Pope Benedict XVI ended his five-day visit to Israel on a positive note visiting Christian churches of other denominations and solidifying his stance on anti-Semitism after a rancorous week laden with comparisons to his predecessor and disappointment among Israelis.
In his farewell address, the pontiff emphasized the solemn occasion of visiting the Holocaust Memorial and hoped to shed some of the aspersion cast on his statements, which appeared to be rote and lacked enough remorse for the majority of the Israeli public. Local media were awash with criticism for the Pope’s statements since his first day in the country.
“I wish to put on record that I came to visit this country as a friend of the Israelis, just as I am a friend of the Palestinian people,” he said at the airport.
Addressing his speech on the Holocaust directly, Benedict said meeting Jewish survivors was a deeply moving encounter that brought back memories of those “brutally exterminated” he said, choosing the word “exterminated” rather than “killed,” a word many Jews felt wasn’t strong enough in his previous speech.
Compared with Pope John Paul II on virtually every leg of his journey, Benedict was accused of failing to follow the lead of his predecessor in expressing remorse for the Catholic Church’s historic persecution of Jews. He also omitted his own experience in the German army.
But Rabbi David Rosen, a spokesman for interfaith dialogue in Israel, has said all along that this Pope is an academic, not a diplomat.
“Benedict is shier than his predecessor and not comfortable in public relations, dealing with image,” he said. “There is a big difference in style the way they communicate and the nature of their communication.”
During this papal visit, Palestinians scored a major political boost from the Pope as he called for a Palestinian state in several speeches and sermons and expressed empathy with the suffering of the people. And as he left the country, he again noted the separation wall, something he called “one of the saddest sights for me during my visit to these lands.”
“Let it be universally recognized that the state of Israel has the right to exist, and to enjoy peace and security within internationally agreed borders,” he said. “Let it be likewise acknowledged that the Palestinian people have a right to a sovereign independent homeland, to live with dignity and to travel freely.”
Israeli President Shimon Peres absolved Benedict of his statements on the Holocaust and anti-Semitism, saying they carried “substantive weight.”

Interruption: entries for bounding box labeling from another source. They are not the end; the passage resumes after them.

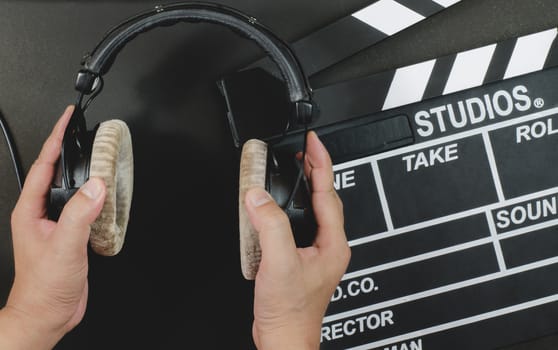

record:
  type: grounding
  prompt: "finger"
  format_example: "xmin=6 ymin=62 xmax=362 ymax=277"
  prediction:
xmin=244 ymin=188 xmax=297 ymax=266
xmin=305 ymin=131 xmax=346 ymax=246
xmin=17 ymin=106 xmax=74 ymax=218
xmin=54 ymin=177 xmax=106 ymax=252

In a meeting with Prime Minister Benjamin Netanyahu, Pope Benedict condemned anti-Semitism and hate against the State of Israel, the prime minister’s office said. Netanyahu asked the pontiff to sound his moral voice against Iran.
On his last day, Pope Benedict visited the Greek Patriarchate, the Holy Sepulchre Church, the tradition site of Jesus’ death and burial, and St. James Armenian Convent, where he praised progress in relations between Catholics and Orthodox faiths.

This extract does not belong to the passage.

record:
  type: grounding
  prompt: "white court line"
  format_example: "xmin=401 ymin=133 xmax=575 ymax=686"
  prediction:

Archbishop Nourhan Manougian reminded the Pope that many nations have yet to recognize the Armenian Genocide of 1915 in Turkey. The Pontiff did not address the sticky political situation in his speech, but the 200 Armenians gathered were nevertheless pleased for the recognition of their community as the last stop on the Pope’s tour in the Holy Land.
“The significance is that we are one of the Christian communities in the Old City and for us it is a great honor to be visited by the Pope,” said Michael Zakarian. “It is good for Armenians to be recognized especially being such a small minority”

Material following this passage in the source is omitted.